Last night, my dad told me about a recent interaction with Newt Gingrich during a campaign stop in Beaufort, South Carolina. My dad said he told Gingrich, “I really like your position on immigration.”
Gingrich smiled and replied, “You should, because it’s the right one.”
It is classic Newt Gingrich, and it crystallizes a bit of his appeal to a big chunk of the Republican base.
The election of George W. Bush in 2000 brought “compassionate conservatism” and eight years of a president who was quick to try to find areas of cooperation with Sen. Edward Kennedy in areas like education. He was followed by Sen. John McCain and his “maverick” credentials, cheered on by the press, who adored his campaign-finance law with Russ Feingold and his criticism of Bush on interrogation methods.
Many conservative Republicans are tired of standard-bearers who seem apologetic about their stances. They’re tired of having to reargue the inevitable failures of statist policies, the benefits of free-market economics, the long-term benefits and wisdom of traditional values, the need to respond to threats decisively, and the need for a strong America playing the key role of leadership on the world stage. They want a candidate who will metaphorically grab the inattentive, poorly informed, emotional swing voter by the lapels and say, “Look, whenever our policies are tried, they work; the opposition’s policies crash and burn time and again and all we’re left with is a big bill and a sense that government’s intentions were good. Stop indulging them and embrace what works!”

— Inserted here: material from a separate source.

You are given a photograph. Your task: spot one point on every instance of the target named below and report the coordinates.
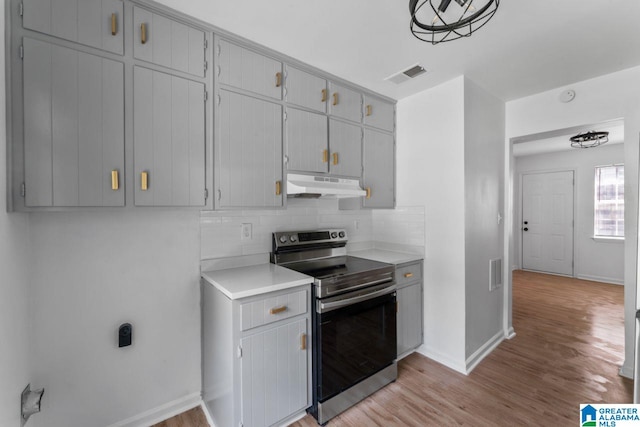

In the GOP field, the candidate who seems to have confidence seeping out of every pore is Newt. Almost every Gingrich response to every question carries the subtext, “The evidence to support the wisdom and benefits of my idea is so overwhelming and irrefutable that I can scarcely believe that we need to have this discussion, but I will lay it out for you slowly and clearly so that even the dullest-witted person within earshot can grasp the futility and madness of any other course.”
There’s a catch to this style, of course. To those inattentive, poorly informed, emotional swing voters, Gingrich can come across as not merely confident but wildly overconfident in his own ideas and leadership, as well as his arrogance and ego.
Of course, this also explains a portion of conservative Republicans’ reluctance about Mitt Romney. If Newt bristles with overconfidence, the pandering, position shifts, and rhetorical caution of Romney suggests a lack of confidence; many conservatives conclude that the former Massachusetts governor is terrified of telling a primary voter what he doesn’t want to hear. Even when Romney touts a conservative policy, he gets little credit from some GOP primary voters, since they think it’s just another insincere sales pitch. More often than not, Romney emphasizes that he wants to study an issue more or consult with others before declaring a definitive intent, which can be wise in many circumstances but often sounds like a “maybe, so don’t conclude that I disagree with you” hedge on the campaign trail.
In the eyes of the GOP base, their November opponent is perhaps even more confident than Gingrich (in his own mind, he’s already among the top four presidents!) and has won because of his steadfast faith in the transformative power of liberalism. Of course, conservatives are not liberals, and what works for one side is not necessarily what will work for the other. It is not clear that the Republican nominee in 2012 can win by emulating Obama’s style.